Lab in Photoshop predates RGB working space by many years and was at the time, the only device independent color space one could use (Lab IS useful for that).
I dunno. How about CIEL*u*v*? Both Lab and Luv were standardized in 1976, well before Ps. I'd like it if Ps at least had a Luv color picker and Luv readout, if not being a three-quarter-fledged working space like Lab. I agree with Andrew that the sun is setting on Lab's usefulness as a working space. 16-bit color helped it along (it was asking for posterization to use it in 8-bit color), but ProPhoto RGB has gotten rid of one set of reasons to use it.

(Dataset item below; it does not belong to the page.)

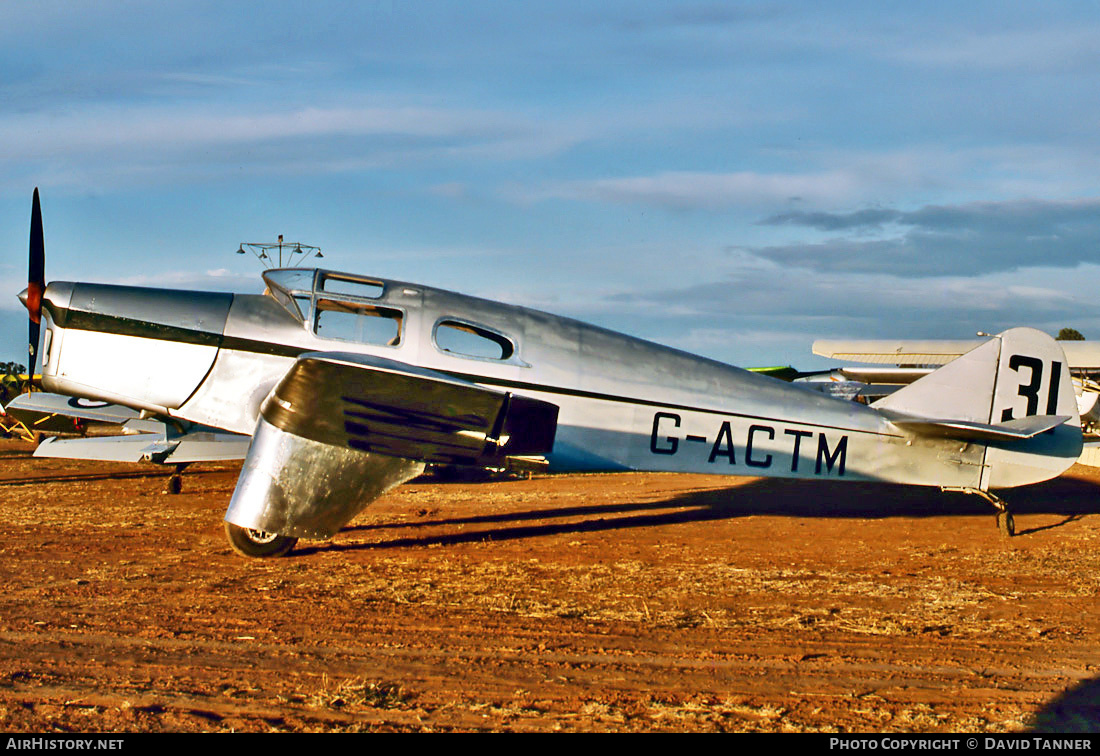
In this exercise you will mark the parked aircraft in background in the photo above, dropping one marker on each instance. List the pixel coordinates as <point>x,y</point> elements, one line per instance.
<point>916,358</point>
<point>349,385</point>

Luv has the property that, at any L*, the range of the visible colors is easy to figure out and plot. The display even looks familiar to many, since it's pretty close to u'v' chromaticity, with its horseshoe for the spectral locus. Having that spectral locus means that Luv has a measure that Lab lacks: saturation, defined as the ratio of the distance of a color to the white point at the luminance of the color to the distance from the white point to the spectral locus at the hue angle of the color. So, in Luv, we know if any set of values is visible, and how far away it is from not being visible.
Luv is not completely perceptually uniform, and neither is Lab; both are off by about the same amount, but in different places.
I know why Ps picked Lab in the first place; a big part of the target market was the color prepress business, and Lab was a standard there. Luv was used by the people who worked with displays. But today, lots of images are prepared for displays.
I'm not holding my breath, but I'd sure like to see Luv in Ps. Having it there would solve much of the OP's concern.
What would *really* be nice is a cleaned up Luv, kind of like what Bruce Lindbloom did with Lab, so that constant Munsell hues are on constant Luv hue angles.